DataCoolie produces two independent log streams.

Directory layout

<base_log_path>/
├── etl_logs/
│   ├── debug_json/
│   │   └── job_run_log/
│   │       └── __run_date=yyyy-mm-dd/job_<stem>.jsonl          ← appended
│   └── analyst/
│       ├── job_run_log/
│       │   └── __run_date=yyyy-mm-dd/job_run_log.jsonl         ← shared daily file, appended
│       └── dataflow_run_log/
│           └── __run_date=yyyy-mm-dd/dataflow_<stem>.parquet   ← per-run file
└── system_logs/
    └── __run_date=yyyy-mm-dd/system_log_<job_id>.log          ← plain text, appended

Two loggers, two purposes

ETLLogger SystemLogger
Written by Driver, Stage, DataFlow, Watermark manager Everywhere — platform, engines, sources, destinations, transformers
Format Debug JSONL + analyst JSONL/Parquet Plain text .log, one line per record
Purpose Execution analytics, dashboards, troubleshooting Operational debugging
Retention Long-term (feeds dashboards) Short-term (rotate aggressively)
Flush Periodic append_file + final on close Periodic append_file (timer) + final on close

SystemLogger levels

SystemLogger supports two independent log levels:

  • log_level (default INFO) — what is printed to the console. Set by the Driver configuration.
  • file_level (default DEBUG) — what is captured to the .log file. Captures all framework messages regardless of the console level, acting as a "black box recorder" for post-mortem diagnosis.

Analyst outputs

Log type Format File per … Query
job_run_log JSONL Day (shared, appended) Read one file per day for job history
dataflow_run_log Parquet (Snappy) Job run Scan with Spark / Polars / Athena

The job_run_log.jsonl is a shared daily file: every job run on the same date appends its summary line to the same file. This makes it efficient to query recent job history without listing many small per-run files. It is also hive-partition compatible (__run_date=yyyy-mm-dd) so Spark / Polars can discover the run_date column automatically.

Partitioning

ETL logs are partitioned by purpose and log type, then by run date:

etl_logs/analyst/dataflow_run_log/__run_date=2026-01-03/dataflow_<stem>.parquet
etl_logs/analyst/job_run_log/__run_date=2026-01-03/job_run_log.jsonl

Query them directly with Spark / Polars / Athena.

Configuring

driver = DataCoolieDriver(
    engine=engine,
    metadata_provider=metadata,
    base_log_path="s3://my-bucket/logs",  # or local path
)

Use log_config=LogConfig(...) when you need to override partition pattern, flush interval, temporary storage mode, or the file_level for SystemLogger.

Debug mode

When ETL logging is enabled, debug JSONL is written under the debug_json purpose folder.

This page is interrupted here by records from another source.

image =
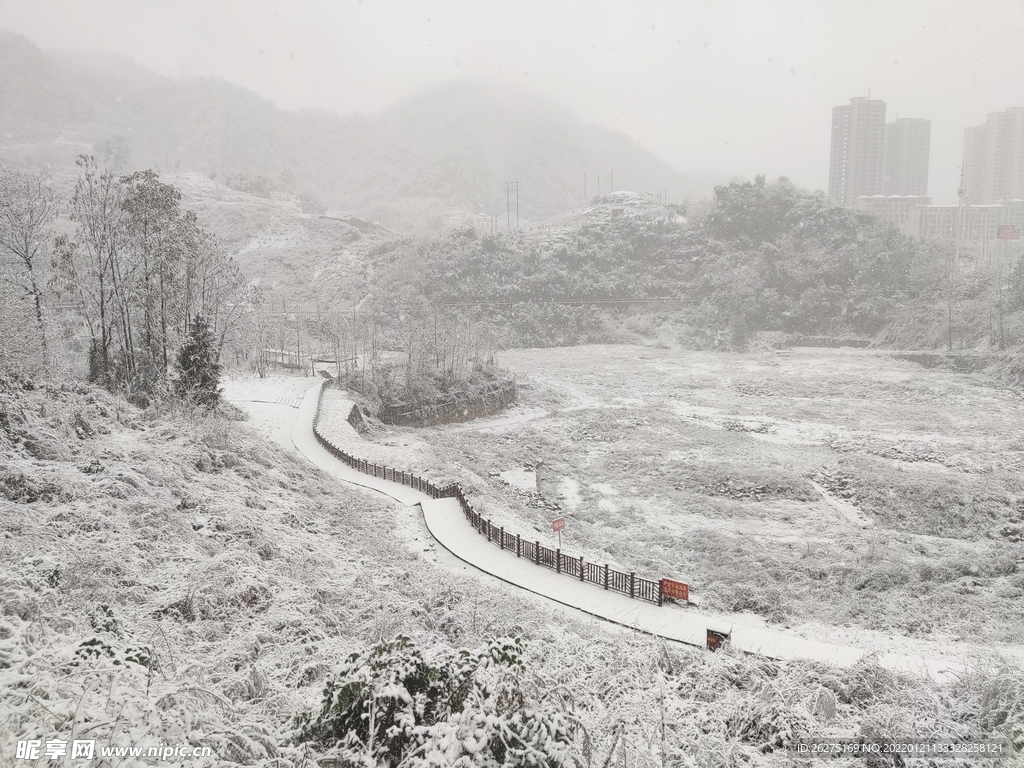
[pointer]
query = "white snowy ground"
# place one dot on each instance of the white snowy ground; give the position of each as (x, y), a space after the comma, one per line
(269, 402)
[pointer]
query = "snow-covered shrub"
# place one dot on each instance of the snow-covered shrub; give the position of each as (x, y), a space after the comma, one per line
(391, 706)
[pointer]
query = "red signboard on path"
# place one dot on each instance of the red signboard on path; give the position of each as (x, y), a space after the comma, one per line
(678, 590)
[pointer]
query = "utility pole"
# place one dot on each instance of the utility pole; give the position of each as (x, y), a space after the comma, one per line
(517, 206)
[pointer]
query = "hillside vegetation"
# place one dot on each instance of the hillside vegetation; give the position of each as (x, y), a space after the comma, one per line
(172, 579)
(446, 151)
(768, 257)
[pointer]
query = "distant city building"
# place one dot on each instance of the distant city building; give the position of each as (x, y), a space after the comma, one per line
(993, 158)
(972, 224)
(908, 144)
(893, 209)
(858, 151)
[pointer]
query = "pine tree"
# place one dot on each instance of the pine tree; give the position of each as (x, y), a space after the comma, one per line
(199, 371)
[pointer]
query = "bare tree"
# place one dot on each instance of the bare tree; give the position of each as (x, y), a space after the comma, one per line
(27, 213)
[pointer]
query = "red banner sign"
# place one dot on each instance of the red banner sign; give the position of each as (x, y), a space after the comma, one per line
(677, 590)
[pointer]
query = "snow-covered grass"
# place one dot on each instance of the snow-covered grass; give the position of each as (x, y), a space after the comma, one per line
(171, 578)
(843, 492)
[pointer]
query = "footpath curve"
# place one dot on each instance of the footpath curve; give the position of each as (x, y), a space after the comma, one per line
(448, 524)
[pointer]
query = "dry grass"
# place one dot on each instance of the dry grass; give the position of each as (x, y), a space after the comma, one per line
(700, 466)
(189, 583)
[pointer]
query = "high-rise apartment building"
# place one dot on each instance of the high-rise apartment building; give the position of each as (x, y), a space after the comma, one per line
(858, 151)
(993, 158)
(908, 143)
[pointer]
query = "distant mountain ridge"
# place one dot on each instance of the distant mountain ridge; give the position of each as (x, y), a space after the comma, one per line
(449, 147)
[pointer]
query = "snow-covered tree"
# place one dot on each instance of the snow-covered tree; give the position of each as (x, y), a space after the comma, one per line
(199, 371)
(392, 707)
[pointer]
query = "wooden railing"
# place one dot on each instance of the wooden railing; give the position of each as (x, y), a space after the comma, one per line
(576, 567)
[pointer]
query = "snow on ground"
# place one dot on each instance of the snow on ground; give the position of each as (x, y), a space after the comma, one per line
(404, 450)
(568, 489)
(393, 446)
(271, 402)
(524, 479)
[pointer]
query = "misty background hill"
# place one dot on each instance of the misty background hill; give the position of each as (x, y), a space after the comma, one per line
(441, 154)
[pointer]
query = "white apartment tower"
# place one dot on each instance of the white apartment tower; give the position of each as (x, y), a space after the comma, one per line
(993, 159)
(908, 143)
(857, 164)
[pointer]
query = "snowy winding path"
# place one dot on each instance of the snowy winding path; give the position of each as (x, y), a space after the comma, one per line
(448, 525)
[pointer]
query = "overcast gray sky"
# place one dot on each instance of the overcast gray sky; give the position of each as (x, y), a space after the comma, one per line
(742, 86)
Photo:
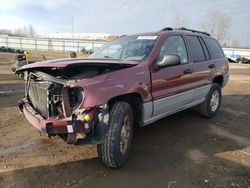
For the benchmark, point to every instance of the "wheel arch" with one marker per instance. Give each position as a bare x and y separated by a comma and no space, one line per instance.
218,80
135,100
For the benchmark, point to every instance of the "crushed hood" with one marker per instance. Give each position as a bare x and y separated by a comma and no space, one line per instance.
63,63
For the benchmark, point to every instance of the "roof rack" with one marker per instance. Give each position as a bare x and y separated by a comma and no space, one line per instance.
167,29
194,31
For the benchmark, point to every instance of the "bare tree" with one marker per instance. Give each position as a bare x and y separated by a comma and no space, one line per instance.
217,25
181,20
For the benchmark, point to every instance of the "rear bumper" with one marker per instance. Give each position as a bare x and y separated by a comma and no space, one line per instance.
52,126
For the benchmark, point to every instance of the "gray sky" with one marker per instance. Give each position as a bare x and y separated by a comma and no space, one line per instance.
121,16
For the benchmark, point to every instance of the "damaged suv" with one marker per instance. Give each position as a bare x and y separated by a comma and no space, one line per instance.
132,81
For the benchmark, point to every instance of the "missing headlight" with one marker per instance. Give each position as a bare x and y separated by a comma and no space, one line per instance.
75,97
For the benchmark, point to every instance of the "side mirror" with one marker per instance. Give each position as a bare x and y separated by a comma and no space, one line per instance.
169,60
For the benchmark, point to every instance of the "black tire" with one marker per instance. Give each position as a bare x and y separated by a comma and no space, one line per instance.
113,152
205,109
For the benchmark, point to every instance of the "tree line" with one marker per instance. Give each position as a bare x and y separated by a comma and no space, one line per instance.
26,31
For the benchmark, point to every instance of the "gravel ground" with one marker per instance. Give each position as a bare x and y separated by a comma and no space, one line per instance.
183,150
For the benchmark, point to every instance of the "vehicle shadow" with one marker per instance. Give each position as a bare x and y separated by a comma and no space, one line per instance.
183,150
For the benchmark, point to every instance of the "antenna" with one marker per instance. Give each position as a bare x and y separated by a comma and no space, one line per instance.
167,29
194,31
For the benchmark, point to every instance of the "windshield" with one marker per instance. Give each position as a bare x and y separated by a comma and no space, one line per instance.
128,48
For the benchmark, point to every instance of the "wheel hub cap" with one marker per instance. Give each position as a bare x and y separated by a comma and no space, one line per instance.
125,135
215,99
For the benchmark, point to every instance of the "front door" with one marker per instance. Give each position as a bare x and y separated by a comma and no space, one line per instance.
172,86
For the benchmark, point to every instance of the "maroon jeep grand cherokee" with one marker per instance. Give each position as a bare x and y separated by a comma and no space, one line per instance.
134,80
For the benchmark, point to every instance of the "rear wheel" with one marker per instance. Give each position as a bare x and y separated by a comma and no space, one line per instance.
211,105
115,149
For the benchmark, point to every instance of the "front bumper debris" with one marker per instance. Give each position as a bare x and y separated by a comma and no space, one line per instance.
67,128
52,126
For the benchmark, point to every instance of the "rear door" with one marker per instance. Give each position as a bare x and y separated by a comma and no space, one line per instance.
202,65
172,86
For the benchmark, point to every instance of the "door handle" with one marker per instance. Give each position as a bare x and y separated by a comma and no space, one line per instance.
187,71
211,66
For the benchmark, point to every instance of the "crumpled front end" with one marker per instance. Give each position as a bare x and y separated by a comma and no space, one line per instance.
52,106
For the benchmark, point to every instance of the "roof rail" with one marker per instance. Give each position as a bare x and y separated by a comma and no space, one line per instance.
194,31
122,36
167,29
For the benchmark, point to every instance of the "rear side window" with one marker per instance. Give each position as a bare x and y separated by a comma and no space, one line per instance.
196,49
215,50
204,48
174,45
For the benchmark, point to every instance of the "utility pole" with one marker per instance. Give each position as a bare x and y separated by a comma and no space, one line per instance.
72,24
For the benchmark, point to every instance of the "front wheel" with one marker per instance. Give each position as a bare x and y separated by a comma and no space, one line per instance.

LogPurpose.DEBUG.value == "debug_json".

Downstream use

  • Build a dashboard from etl_logs/analyst/dataflow_run_log/ and etl_logs/analyst/job_run_log/.
  • Alert on dataflow_run_log.status = "failed".
  • If you run negative tests on purpose, suppress them with your own scenario or job naming convention; the current runner does not automatically mark a failure as expected.